Analysts say that although core inflation has reached or exceeded the Bank of Japan's 2% inflation target for the 26th consecutive month, the surge in energy prices in May cannot be ignored. Additionally, the Bank of Japan has consistently argued that the significant wage increases agreed upon during this spring's wage negotiations will eventually boost service sector inflation, but there is little evidence of this happening so far. The Bank of Japan's rate hike may not be imminent.

As a result, after the data was released, the yen fell to its lowest level against the dollar in nearly 34 years during the early Asian trading session. So far, the yen has recorded its longest losing streak since March, increasing the risk of intervention by the Bank of Japan. Public data shows that over the past two months, the Japanese Ministry of Finance has spent approximately $62.7 billion to intervene in the yen's value, easing the depreciation pressure on the yen.

Currently, although the Bank of Japan ended its negative interest rate and YCC policy in March 2024, the bond-buying process has not stopped. This massive bond-buying by the Bank of Japan can effectively raise bond prices, thereby lowering long-term interest rates and achieving quantitative easing. On one hand, this large-scale stimulus policy helps heat the economy, keeping Japan's inflation rate stable above the 2% target. On the other hand, this level of "flooding" also affects the yen's value, leading to a depreciation of the exchange rate.

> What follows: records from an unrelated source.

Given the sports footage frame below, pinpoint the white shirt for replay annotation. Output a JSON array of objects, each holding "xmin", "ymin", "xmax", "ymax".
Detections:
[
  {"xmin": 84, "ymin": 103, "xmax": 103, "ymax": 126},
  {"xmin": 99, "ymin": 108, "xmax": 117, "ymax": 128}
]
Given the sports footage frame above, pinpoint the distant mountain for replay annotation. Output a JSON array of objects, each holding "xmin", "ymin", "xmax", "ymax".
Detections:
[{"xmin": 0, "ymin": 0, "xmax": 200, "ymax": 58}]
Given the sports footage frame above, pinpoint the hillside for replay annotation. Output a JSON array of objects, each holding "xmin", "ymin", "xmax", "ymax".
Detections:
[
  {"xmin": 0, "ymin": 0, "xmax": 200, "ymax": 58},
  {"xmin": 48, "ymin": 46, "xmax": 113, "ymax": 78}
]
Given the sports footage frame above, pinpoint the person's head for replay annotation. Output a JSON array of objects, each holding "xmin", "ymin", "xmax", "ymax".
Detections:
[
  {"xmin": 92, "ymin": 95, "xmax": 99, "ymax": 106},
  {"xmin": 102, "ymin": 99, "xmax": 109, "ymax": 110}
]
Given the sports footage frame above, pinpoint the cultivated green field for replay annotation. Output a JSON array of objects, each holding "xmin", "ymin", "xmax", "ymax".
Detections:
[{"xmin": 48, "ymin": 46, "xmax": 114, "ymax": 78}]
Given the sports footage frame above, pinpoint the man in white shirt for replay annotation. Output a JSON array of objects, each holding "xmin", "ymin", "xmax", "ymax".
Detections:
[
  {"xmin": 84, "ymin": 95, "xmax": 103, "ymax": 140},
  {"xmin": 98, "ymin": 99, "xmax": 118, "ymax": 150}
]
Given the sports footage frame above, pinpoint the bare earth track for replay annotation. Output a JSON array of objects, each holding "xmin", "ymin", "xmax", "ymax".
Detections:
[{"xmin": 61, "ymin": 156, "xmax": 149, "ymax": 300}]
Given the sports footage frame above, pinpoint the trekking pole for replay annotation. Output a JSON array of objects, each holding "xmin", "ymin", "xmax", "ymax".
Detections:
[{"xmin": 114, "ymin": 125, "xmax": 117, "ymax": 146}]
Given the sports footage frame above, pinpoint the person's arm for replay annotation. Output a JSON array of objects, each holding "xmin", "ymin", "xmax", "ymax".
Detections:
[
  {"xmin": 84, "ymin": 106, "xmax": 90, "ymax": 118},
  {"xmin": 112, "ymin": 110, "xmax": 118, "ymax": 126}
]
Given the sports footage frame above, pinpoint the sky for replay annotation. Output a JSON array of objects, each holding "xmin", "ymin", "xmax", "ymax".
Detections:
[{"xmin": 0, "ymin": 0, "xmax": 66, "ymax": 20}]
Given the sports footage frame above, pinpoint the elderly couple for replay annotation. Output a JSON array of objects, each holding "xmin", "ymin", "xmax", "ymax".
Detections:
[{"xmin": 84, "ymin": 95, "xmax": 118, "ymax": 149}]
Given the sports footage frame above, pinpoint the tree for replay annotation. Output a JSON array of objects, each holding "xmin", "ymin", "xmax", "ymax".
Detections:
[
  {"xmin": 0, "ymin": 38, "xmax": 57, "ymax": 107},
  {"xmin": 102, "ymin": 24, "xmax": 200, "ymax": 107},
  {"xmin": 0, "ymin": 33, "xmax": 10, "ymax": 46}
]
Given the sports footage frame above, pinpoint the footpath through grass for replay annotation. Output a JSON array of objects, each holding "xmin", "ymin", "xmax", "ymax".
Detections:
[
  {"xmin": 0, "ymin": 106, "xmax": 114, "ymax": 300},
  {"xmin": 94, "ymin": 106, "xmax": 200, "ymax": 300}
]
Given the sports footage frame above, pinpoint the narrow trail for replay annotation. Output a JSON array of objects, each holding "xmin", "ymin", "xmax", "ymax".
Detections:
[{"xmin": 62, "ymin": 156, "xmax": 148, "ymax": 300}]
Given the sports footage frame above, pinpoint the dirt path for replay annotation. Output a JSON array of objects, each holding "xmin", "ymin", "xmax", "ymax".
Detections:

Therefore, to stabilize the currency value, the Bank of Japan stated at the latest monetary policy meeting that it would decide on the detailed plan to reduce bond purchases at the next meeting, with a significant scale expected. Japanese Finance Minister Shunichi Suzuki said that future policymakers would continue to monitor exchange rate trends, but interventions should be limited. Bank of Japan Governor Kazuo Ueda's view is more "aggressive," stating that as long as the data supports it, a rate hike in July is "certainly" possible.

Many economists expect the Bank of Japan to raise rates to 0.25% this year, but it is uncertain whether this will happen in July or later this year. The Bank of Japan has hinted that it will raise rates to a "neutral level" this year, which will neither overheat nor cool the economy. Analysts believe this neutral rate could be between 1-2%.

But at least for now, the Bank of Japan has yet to find the evidence to firmly support a rate hike.